Allo stesso tempo, anche la diplomazia informale sta facendo passi avanti in modo silenzioso. Secondo Axios, funzionari statunitensi e iraniani hanno riaperto canali di comunicazione diretti, segnando un cambiamento rispetto ai precedenti colloqui indiretti.

Anche se non sono negoziati formali, ciò indica sforzi iniziali di de-escalation.

Nel frattempo, le condizioni economiche stanno rendendo la tempistica ancora più stringente. Lo Stretto di Hormuz continua a essere interrotto e il prezzo del petrolio è salito sopra i $100, aumentando i rischi di inflazione a livello globale.

Anche gli alleati europei e asiatici hanno respinto le richieste degli Stati Uniti di schierare navi da guerra, limitando così la capacità di Washington di intensificare il conflitto.

Prezzo del petrolio greggio dall’inizio della guerra in Iran
Prezzo del petrolio greggio dall’inizio della guerra in Iran. Fonte: Oilprice.com

Anche la pressione dell’opinione pubblica sta aumentando. Con l’avvicinarsi delle elezioni di metà mandato, l’opposizione interna alla guerra cresce, aumentando l’urgenza di una strategia di uscita chiara.

Storicamente, conflitti come la guerra tra Russia e Ucraina sono durati anni.

Tuttavia, gli analisti spiegano che questo conflitto è strutturalmente diverso.
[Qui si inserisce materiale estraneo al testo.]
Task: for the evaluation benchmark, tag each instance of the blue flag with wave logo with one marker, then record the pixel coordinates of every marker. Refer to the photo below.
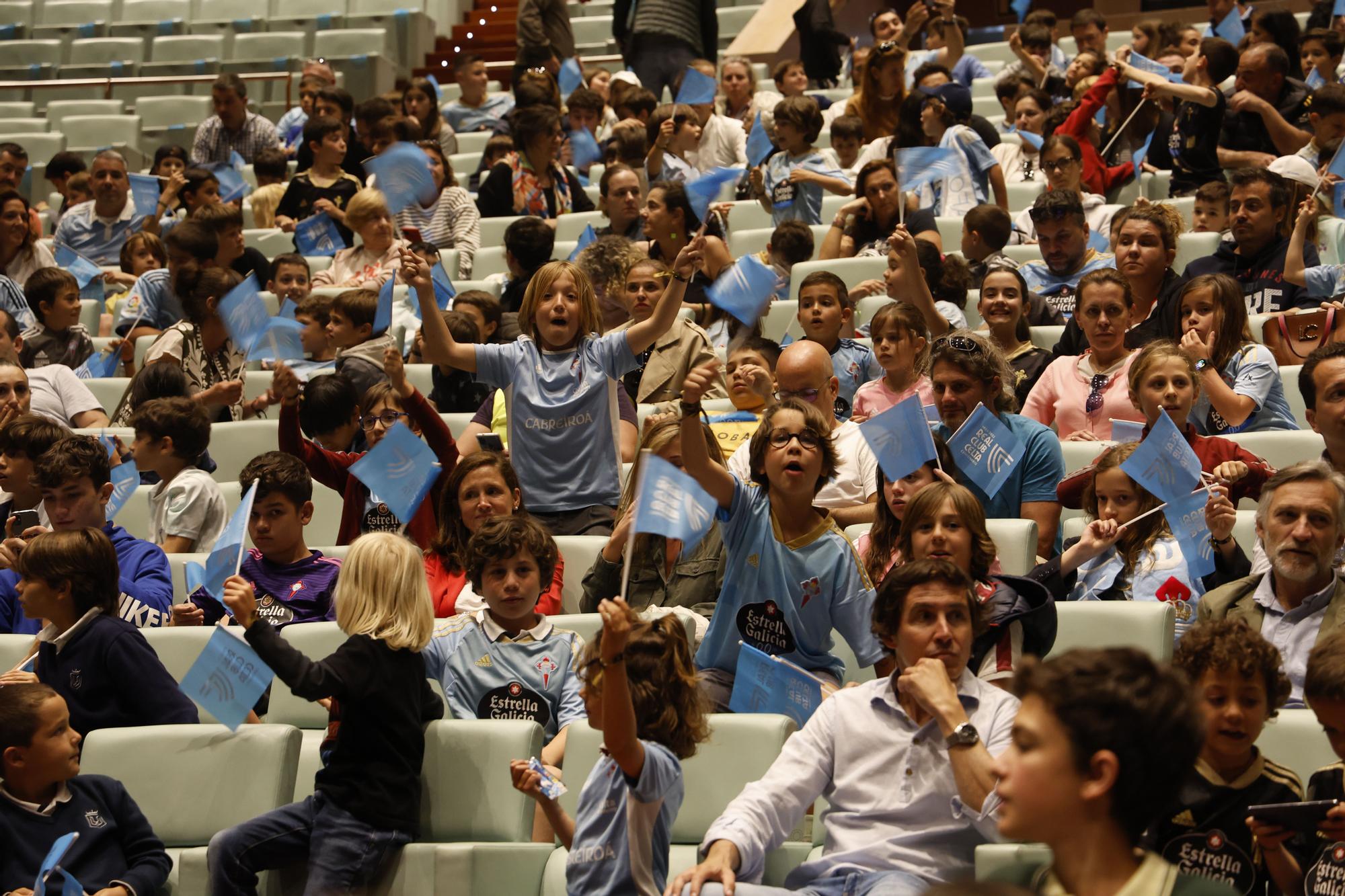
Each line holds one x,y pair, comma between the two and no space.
987,450
399,470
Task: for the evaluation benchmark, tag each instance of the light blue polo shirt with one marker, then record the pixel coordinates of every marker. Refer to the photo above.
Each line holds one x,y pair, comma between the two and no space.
99,240
623,826
563,417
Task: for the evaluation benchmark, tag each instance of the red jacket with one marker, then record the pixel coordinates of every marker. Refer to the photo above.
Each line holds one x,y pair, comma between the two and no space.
1098,178
446,585
333,470
1211,450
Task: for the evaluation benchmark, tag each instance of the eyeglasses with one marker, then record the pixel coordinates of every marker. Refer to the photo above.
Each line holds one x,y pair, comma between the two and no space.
388,419
782,438
1098,384
961,343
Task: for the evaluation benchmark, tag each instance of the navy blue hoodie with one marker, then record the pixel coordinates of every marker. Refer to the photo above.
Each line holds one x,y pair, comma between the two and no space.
146,587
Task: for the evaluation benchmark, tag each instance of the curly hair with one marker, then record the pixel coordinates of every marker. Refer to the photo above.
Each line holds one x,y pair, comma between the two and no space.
1231,645
669,708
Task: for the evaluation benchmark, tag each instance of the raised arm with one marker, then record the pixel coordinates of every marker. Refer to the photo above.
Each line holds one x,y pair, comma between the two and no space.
439,345
696,459
644,334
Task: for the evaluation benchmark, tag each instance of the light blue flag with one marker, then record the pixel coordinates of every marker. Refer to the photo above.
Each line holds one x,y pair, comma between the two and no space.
318,236
919,166
900,439
53,860
445,288
586,239
744,290
1125,431
571,77
279,341
400,470
100,365
767,684
384,315
145,192
77,266
228,678
1164,464
126,479
1187,520
696,89
1034,140
985,450
586,149
244,313
1231,29
759,143
403,171
673,503
705,189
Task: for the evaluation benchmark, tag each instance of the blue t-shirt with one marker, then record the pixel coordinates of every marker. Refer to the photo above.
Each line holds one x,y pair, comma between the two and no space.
1034,478
563,417
523,678
623,826
855,365
786,598
797,201
151,302
1253,373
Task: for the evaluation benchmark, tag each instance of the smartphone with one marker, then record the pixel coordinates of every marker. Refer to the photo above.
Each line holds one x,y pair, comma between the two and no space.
1301,817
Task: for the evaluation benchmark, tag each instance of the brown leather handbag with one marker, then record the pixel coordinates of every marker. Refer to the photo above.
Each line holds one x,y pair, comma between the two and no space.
1292,338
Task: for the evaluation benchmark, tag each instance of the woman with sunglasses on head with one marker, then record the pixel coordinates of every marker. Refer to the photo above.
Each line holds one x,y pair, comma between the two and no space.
450,220
1082,395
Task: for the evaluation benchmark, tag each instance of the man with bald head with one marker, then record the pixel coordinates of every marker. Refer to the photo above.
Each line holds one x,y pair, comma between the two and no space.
1268,111
805,373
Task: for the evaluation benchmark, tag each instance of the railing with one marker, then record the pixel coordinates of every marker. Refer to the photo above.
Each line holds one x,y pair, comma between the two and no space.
108,84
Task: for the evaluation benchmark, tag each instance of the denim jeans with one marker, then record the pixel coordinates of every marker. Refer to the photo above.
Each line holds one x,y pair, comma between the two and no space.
852,884
344,853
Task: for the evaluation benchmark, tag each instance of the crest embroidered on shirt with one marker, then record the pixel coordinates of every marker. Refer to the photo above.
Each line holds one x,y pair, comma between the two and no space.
547,666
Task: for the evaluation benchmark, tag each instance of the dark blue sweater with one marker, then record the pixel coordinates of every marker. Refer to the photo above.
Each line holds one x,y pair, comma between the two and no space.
111,677
116,844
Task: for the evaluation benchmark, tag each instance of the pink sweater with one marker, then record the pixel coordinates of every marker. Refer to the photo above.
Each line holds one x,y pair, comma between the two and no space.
1062,395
Lo shock economico e i vincoli geopolitici rendono insostenibile una guerra prolungata.

Considerando tutti questi segnali, la direzione è una sola. I mercati si aspettano che gli Stati Uniti dichiarino qualche forma di successo strategico ed escano dal conflitto entro la metà del 2026, invece di lasciare che la guerra si prolunghi nel tempo.